Lesen Sie auch: Gürtellänge und ihre Bedeutung im Judo
BJJ für alle Altersgruppen
Eine der besten Eigenschaften von Brazilian Jiu-Jitsu ist seine Zugänglichkeit für Menschen jeden Alters und Fitnesslevels. Egal, ob du ein junger Erwachsener oder ein älterer Einsteiger bist, BJJ bietet jedem die Chance, unabhängig von körperlichen Voraussetzungen einzusteigen und Fortschritte zu machen. Grundvoraussetzung ist nur die Bereitschaft zur kontinuierlichen Verbesserung und das Engagement, regelmäßig zu trainieren.
Im Gegensatz zu anderen Kampfsportarten gibt es im BJJ keine körperlichen Voraussetzungen für das Erlernen und das Bestehen der Gürtelstufen. Dies macht BJJ zu einer idealen Kampfkunst für Menschen aller Altersgruppen und Fitnessniveaus. Die einzige Voraussetzung ist das kontinuierliche Engagement und die Bereitschaft, sich ständig zu verbessern.
Die richtige Einstellung
Etwas Grundsätzliches soll zu den Graduierungen und den Gürtelfarben noch gesagt werden. Die primäre Aufgabe des Gürtels ist es, die Jacke des Gi zusammenzuhalten. Es ist nicht wichtig, welche Farbe dieser Gürtel hat. Beim Training motiviert zu sein und der feste Willen besser zu werden, sind weit wichtiger.
Das Erlernen einer Kampfkunst dauert viele Jahre. Menschen, deren einzige Motivation darin besteht, dass sie lernen möchten, wie man einem anderen möglichst effektiv auf die Nase haut, beenden das Training regelmäßig bevor sie höhere Graduierungen erreicht haben. Denn das Training des Jiu Jitsu ist vor allem ein Miteinander, kein Gegeneinander. Ohne Respekt und Fürsorge für meinen Trainingspartner werde ich nicht weit kommen. Der eigentliche Kampf findet in mir selbst statt. Es ist ein Kampf um Disziplin, Genauigkeit und Kontrolle. Der Preis, den es zu gewinnen gibt, besteht in Selbstdisziplin, körperlicher Fitness und Durchsetzungsfähigkeit.

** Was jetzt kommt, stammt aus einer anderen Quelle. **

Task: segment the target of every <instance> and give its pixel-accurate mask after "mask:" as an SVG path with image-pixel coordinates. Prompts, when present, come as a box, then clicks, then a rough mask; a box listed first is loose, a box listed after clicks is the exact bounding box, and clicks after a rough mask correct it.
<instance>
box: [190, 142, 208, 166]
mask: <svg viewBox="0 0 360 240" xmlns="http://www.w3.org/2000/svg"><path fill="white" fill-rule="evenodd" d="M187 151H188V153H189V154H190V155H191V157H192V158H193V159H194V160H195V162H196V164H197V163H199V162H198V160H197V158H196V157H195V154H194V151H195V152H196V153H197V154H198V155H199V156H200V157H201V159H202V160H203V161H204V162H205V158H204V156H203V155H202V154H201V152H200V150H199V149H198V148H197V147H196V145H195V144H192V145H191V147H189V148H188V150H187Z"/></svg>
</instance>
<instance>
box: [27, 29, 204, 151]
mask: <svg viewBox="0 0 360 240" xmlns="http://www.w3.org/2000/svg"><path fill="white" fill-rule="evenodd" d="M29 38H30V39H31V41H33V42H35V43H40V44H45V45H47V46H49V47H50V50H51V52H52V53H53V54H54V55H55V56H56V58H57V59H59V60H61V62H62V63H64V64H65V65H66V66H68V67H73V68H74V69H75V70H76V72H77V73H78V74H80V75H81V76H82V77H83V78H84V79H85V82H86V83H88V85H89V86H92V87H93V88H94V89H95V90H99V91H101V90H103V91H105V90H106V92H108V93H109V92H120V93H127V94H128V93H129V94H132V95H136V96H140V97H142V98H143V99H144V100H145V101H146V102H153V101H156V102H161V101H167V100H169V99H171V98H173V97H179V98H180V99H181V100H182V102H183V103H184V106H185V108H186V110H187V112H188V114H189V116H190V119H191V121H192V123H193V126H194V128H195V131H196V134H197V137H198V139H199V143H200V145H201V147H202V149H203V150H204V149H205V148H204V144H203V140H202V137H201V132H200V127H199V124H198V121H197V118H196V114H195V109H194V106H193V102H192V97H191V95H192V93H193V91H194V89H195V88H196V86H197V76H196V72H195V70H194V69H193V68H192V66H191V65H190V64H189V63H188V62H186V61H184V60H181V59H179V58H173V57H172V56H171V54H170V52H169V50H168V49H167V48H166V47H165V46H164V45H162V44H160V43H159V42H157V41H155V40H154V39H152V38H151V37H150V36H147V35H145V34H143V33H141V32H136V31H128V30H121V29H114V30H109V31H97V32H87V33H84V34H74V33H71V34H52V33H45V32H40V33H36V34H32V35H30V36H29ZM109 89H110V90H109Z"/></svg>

In Japan, der Heimat des Jiu Jitsu gab es lange Zeit überhaupt keine Graduierungen. Das System der farbigen Gürtel wurde erst in Europa erfunden, später dann nach Japan reimportiert. Das Gürtelsystem ist vor allem eine Motivationshilfe für den Schüler, mit dem er innerhalb einer absehbaren Zeit eine offizielle Bestätigung seiner Fortschritte erhält. Erst die stark zielorientierte westliche Kultur sah eine Notwendigkeit für Graduierungen. Die ursprünglich sehr viel wegorientiertere japanische Kultur betrachtete die Entwicklung eines Schülers eher als niemals abgeschlossenen, fortlaufenden Prozess. Dieser Gedanke hat dann doch noch den Weg in das Graduierungssystem gefunden. Der Gürtel eines 10.Dan, der höchsten erreichbaren Graduierung, ist wieder weiß, wie der des Anfängers.